Plus sérieusement, même s'il est bon que les experts parlent aux experts, il faudrait que ce guide soit largement diffusé. Il pourrait ainsi intéresser les entreprises de domiciliation, ou même les hôtels qui permettent que leurs chambres soient utilisées pour de la vente au déballage.
Il faut une réelle acculturation sur ce sujet majeur, monsieur le ministre. La période des vœux n'est pas encore finie ; vous pourriez bien me faire un petit cadeau en m'offrant ce guide… (Nouveaux sourires.)
situation budgétaire de l'université rouen normandie
Mme la présidente. La parole est à M. Didier Marie, auteur de la question n° 867, adressée à M. le ministre de l'enseignement supérieur, de la recherche et de l'espace.
M. Didier Marie. Monsieur le ministre, la situation budgétaire de l'université de Rouen Normandie est préoccupante. Cet établissement, qui accueille chaque année près de 30 000 étudiants, essentiellement sur ses campus de l'agglomération rouennaise, du Havre, d'Évreux et d'Elbeuf, peine à assurer ses missions essentielles : protéger son personnel, garantir une formation et une recherche de qualité, et préparer l'avenir de ses étudiants.
Cette situation est le résultat de plusieurs facteurs : l'inflation, en particulier l'augmentation des prix de l'énergie ; les charges de personnel, dont l'augmentation est notamment due à la revalorisation du point d'indice des fonctionnaires, à l'augmentation de la contribution de l'établissement au régime des retraites de l'État, et au glissement vieillesse technicité (GVT) ; enfin, une sous-dotation chronique depuis plusieurs années. En effet, l'université de Rouen Normandie ne bénéficie pas d'une dotation comparable à celles d'universités de taille et de profil similaires. L'on observe, selon les cas, un écart de 10 millions à 60 millions d'euros au désavantage de l'établissement normand.

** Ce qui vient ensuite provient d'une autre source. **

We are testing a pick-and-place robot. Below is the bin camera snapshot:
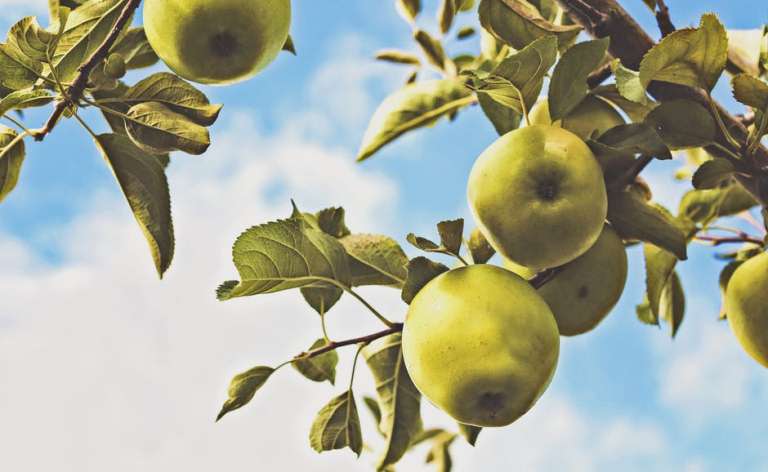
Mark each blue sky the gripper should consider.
[0,0,768,471]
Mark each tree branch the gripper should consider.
[33,0,141,141]
[557,0,768,206]
[291,323,403,362]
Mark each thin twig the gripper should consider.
[34,0,141,141]
[293,323,403,361]
[656,0,677,38]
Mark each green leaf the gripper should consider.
[96,134,174,278]
[645,99,718,149]
[437,0,457,34]
[659,271,685,338]
[363,333,422,469]
[401,257,448,304]
[479,0,582,51]
[678,183,758,225]
[611,59,650,105]
[339,234,408,287]
[300,284,344,316]
[216,366,275,421]
[474,36,557,113]
[0,125,25,202]
[459,423,483,446]
[477,93,523,136]
[53,0,124,82]
[291,339,339,385]
[608,191,687,260]
[0,44,43,90]
[357,79,474,161]
[125,102,211,155]
[395,0,421,22]
[640,13,728,91]
[309,389,363,456]
[731,74,768,113]
[592,84,658,123]
[110,28,158,70]
[218,219,351,300]
[0,89,53,116]
[467,228,496,264]
[548,38,609,121]
[376,49,421,66]
[643,244,677,320]
[693,158,736,189]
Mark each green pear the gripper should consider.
[504,225,627,336]
[144,0,291,84]
[467,125,608,270]
[529,95,624,140]
[725,252,768,367]
[403,264,560,426]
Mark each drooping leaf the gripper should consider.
[125,102,211,155]
[459,423,483,446]
[693,158,736,189]
[643,244,677,320]
[309,389,363,456]
[357,79,474,161]
[216,366,275,421]
[659,271,685,338]
[548,38,609,121]
[608,191,687,260]
[218,219,351,300]
[291,339,339,385]
[645,99,717,149]
[479,0,582,51]
[0,89,54,116]
[339,234,408,287]
[640,13,728,90]
[401,257,448,304]
[53,0,124,82]
[731,74,768,113]
[0,125,25,202]
[96,134,174,277]
[363,333,422,469]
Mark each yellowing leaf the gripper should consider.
[357,79,475,161]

Depuis 2023, l'université a dû débloquer près de 10 millions d'euros sur ses ressources propres pour absorber ces charges nouvelles, ce qui a entraîné un déficit de près de 5 millions d'euros pour l'année 2025. L'établissement a engagé un plan d'économies comprenant des réductions d'emplois, de l'offre de formation et des budgets alloués à la recherche. Malgré cela, une nouvelle hausse des charges salariales, de 7 millions d'euros, viendra amplifier cette année cette tension budgétaire ; de ce fait, le déficit prévisionnel pour 2026 est de 11 millions d'euros.

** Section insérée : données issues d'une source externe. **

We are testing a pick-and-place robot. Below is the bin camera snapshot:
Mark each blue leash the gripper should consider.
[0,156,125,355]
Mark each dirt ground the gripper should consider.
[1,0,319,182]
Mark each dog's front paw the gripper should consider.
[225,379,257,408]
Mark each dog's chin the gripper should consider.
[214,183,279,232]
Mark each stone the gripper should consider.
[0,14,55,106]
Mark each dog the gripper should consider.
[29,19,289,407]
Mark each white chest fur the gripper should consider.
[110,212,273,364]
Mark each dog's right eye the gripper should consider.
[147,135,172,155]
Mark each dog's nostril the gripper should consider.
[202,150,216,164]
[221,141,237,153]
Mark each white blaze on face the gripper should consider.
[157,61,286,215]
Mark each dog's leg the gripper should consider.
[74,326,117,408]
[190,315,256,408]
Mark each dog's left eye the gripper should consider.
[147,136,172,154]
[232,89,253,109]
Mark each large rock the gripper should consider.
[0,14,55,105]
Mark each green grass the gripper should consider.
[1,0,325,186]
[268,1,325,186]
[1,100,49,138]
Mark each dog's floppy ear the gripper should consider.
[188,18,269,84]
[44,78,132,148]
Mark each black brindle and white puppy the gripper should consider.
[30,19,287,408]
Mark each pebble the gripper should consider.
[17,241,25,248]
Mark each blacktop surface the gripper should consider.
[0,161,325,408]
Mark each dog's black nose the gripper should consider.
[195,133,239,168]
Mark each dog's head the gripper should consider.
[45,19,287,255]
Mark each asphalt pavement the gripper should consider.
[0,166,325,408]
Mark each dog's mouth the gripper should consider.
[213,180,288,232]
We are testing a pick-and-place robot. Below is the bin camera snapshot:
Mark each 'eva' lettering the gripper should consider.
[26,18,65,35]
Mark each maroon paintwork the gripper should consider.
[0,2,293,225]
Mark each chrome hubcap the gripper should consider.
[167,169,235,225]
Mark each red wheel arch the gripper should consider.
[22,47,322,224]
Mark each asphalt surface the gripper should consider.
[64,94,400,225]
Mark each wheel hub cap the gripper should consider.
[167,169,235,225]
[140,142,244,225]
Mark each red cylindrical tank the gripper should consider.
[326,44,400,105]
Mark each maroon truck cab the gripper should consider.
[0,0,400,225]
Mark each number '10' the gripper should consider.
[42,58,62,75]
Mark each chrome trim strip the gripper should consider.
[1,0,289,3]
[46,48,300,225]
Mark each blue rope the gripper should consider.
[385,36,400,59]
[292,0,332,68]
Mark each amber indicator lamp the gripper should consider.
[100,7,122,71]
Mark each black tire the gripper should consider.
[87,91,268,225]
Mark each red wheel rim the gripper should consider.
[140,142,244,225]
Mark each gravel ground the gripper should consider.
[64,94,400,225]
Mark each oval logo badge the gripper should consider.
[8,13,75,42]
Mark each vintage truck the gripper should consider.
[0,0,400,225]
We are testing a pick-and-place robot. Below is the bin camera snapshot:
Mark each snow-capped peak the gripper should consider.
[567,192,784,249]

L'enseignement supérieur public dans notre territoire est en danger. Alors que prospèrent les écoles privées et, avec elles, les inégalités d'accès aux formations, il est crucial de soutenir l'université de Rouen Normandie. Que prévoyez-vous à cette fin, monsieur le ministre ?
Mme la présidente. La parole est à M. le ministre.

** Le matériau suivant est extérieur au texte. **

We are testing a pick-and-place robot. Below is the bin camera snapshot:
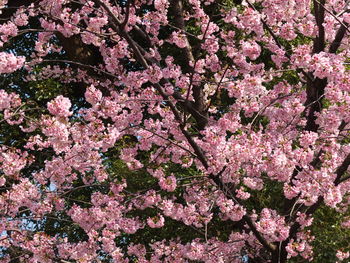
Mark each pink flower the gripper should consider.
[47,95,72,117]
[85,85,102,105]
[159,175,176,192]
[0,52,25,74]
[336,250,350,260]
[147,215,164,228]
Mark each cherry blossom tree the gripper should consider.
[0,0,350,263]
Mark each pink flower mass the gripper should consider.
[0,0,350,263]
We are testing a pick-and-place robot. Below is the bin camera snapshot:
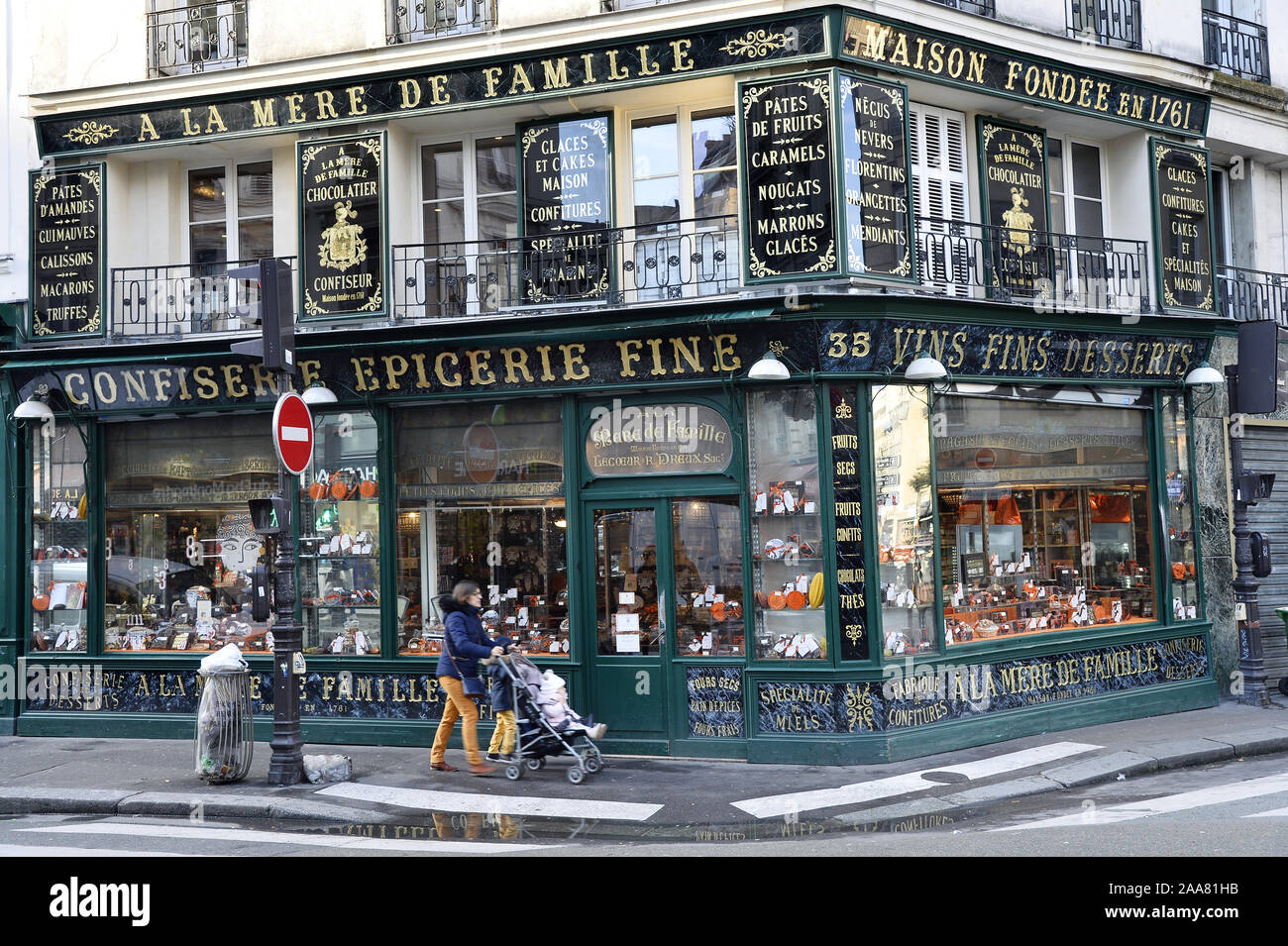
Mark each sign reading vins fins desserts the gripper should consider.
[519,115,613,302]
[979,119,1051,296]
[738,73,838,282]
[296,133,387,318]
[30,164,106,339]
[828,386,868,661]
[840,73,913,279]
[1149,138,1216,313]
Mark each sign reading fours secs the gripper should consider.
[296,133,387,318]
[30,163,107,339]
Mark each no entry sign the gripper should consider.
[273,391,313,476]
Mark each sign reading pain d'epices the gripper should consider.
[296,134,387,318]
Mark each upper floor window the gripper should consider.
[147,0,248,77]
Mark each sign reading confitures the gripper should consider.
[1149,138,1216,313]
[30,163,107,339]
[10,319,1210,412]
[296,133,387,318]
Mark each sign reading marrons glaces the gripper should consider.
[296,133,387,318]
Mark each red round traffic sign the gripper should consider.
[273,391,313,476]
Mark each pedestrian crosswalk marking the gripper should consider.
[730,743,1102,818]
[317,782,664,821]
[993,773,1288,831]
[18,821,553,855]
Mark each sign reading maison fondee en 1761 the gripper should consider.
[1149,138,1216,313]
[518,115,613,302]
[36,13,829,156]
[738,73,838,282]
[30,164,106,339]
[296,134,387,318]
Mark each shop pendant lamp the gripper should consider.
[1185,362,1225,387]
[13,394,54,423]
[747,352,793,381]
[300,381,335,408]
[903,352,948,381]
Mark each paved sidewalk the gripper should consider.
[0,695,1288,827]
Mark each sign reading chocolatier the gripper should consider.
[1149,138,1216,313]
[518,115,613,302]
[296,133,387,318]
[979,119,1051,296]
[30,164,107,339]
[738,73,840,282]
[840,73,913,279]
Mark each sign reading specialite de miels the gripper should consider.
[296,133,387,319]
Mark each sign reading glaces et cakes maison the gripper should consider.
[296,133,387,318]
[30,163,107,340]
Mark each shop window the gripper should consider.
[29,423,89,653]
[747,387,827,661]
[872,384,937,657]
[299,410,381,657]
[394,400,571,658]
[934,390,1156,646]
[1163,394,1203,620]
[103,414,278,651]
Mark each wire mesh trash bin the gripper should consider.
[197,670,255,786]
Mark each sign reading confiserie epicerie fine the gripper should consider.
[840,73,913,279]
[30,164,106,339]
[738,73,838,282]
[518,115,613,302]
[296,133,387,318]
[1149,138,1216,313]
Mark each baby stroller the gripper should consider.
[497,654,604,786]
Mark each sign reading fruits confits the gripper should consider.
[840,73,913,279]
[30,163,106,339]
[738,73,840,282]
[518,115,613,302]
[296,133,387,318]
[1149,138,1216,311]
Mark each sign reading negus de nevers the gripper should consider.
[30,164,106,339]
[296,134,387,318]
[1149,138,1216,313]
[738,73,838,282]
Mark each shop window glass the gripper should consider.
[935,390,1156,645]
[394,400,571,658]
[1163,394,1203,620]
[747,387,827,661]
[103,414,277,651]
[872,384,937,657]
[29,423,89,653]
[299,410,381,657]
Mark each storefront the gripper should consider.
[2,301,1216,762]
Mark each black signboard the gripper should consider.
[828,384,868,661]
[1149,138,1216,313]
[979,117,1051,296]
[684,666,743,739]
[30,164,107,339]
[738,73,840,282]
[840,73,915,280]
[295,133,387,318]
[518,115,613,302]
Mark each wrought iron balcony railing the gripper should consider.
[1068,0,1140,49]
[393,216,741,321]
[385,0,496,45]
[147,0,248,78]
[1203,10,1270,82]
[1216,265,1288,327]
[917,216,1150,313]
[107,257,295,340]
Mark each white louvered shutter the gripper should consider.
[910,102,979,296]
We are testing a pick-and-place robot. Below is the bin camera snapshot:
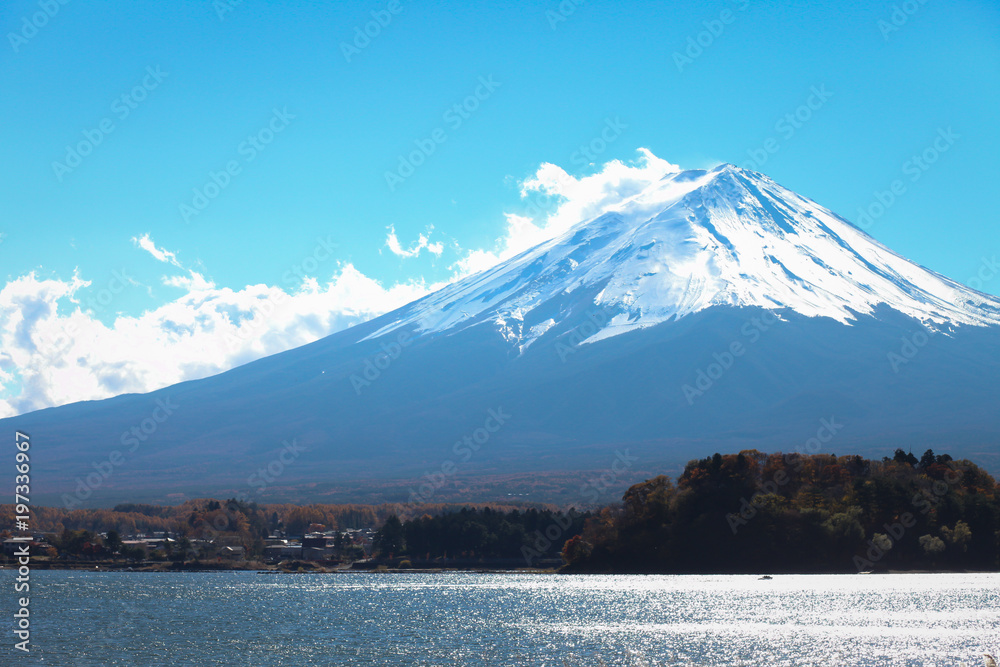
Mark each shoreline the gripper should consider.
[0,563,988,580]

M. Philippe Baptiste, ministre de l'enseignement supérieur, de la recherche et de l'espace. Monsieur le sénateur, je vous remercie de votre question. La situation de l'université de Rouen Normandie fait l'objet d'une attention particulière de mon ministère.
La lecture du seul budget initial pour 2026 ne saurait suffire à caractériser la situation financière de l'université : dans un budget initial, on inscrit les dépenses prévues ; or celles-ci, pour les établissements publics qui relèvent de mon ministère, excèdent en général très largement ce qui est réalisé en fin de compte. Les déficits des budgets initiaux sont certes un indicateur, mais ils ne sont que cela.
Les services de l'État ne sous-estiment pas pour autant les enjeux auxquels cet établissement est confronté. Cette situation s'explique notamment par la montée en charge de campagnes d'emplois et de programmes d'investissement particulièrement ambitieux engagés par l'université au cours des exercices précédents.
Aussi la direction de l'université de Rouen Normandie a-t-elle engagé, en lien étroit avec le rectorat, un travail de réajustement de sa trajectoire financière, portant en particulier sur le renforcement du pilotage budgétaire pluriannuel. Ces travaux visent à assurer un retour progressif à une trajectoire soutenable, tout en préservant la continuité du service public de l'enseignement supérieur ; il convient en particulier de maintenir le service rendu aux étudiants néo-bacheliers.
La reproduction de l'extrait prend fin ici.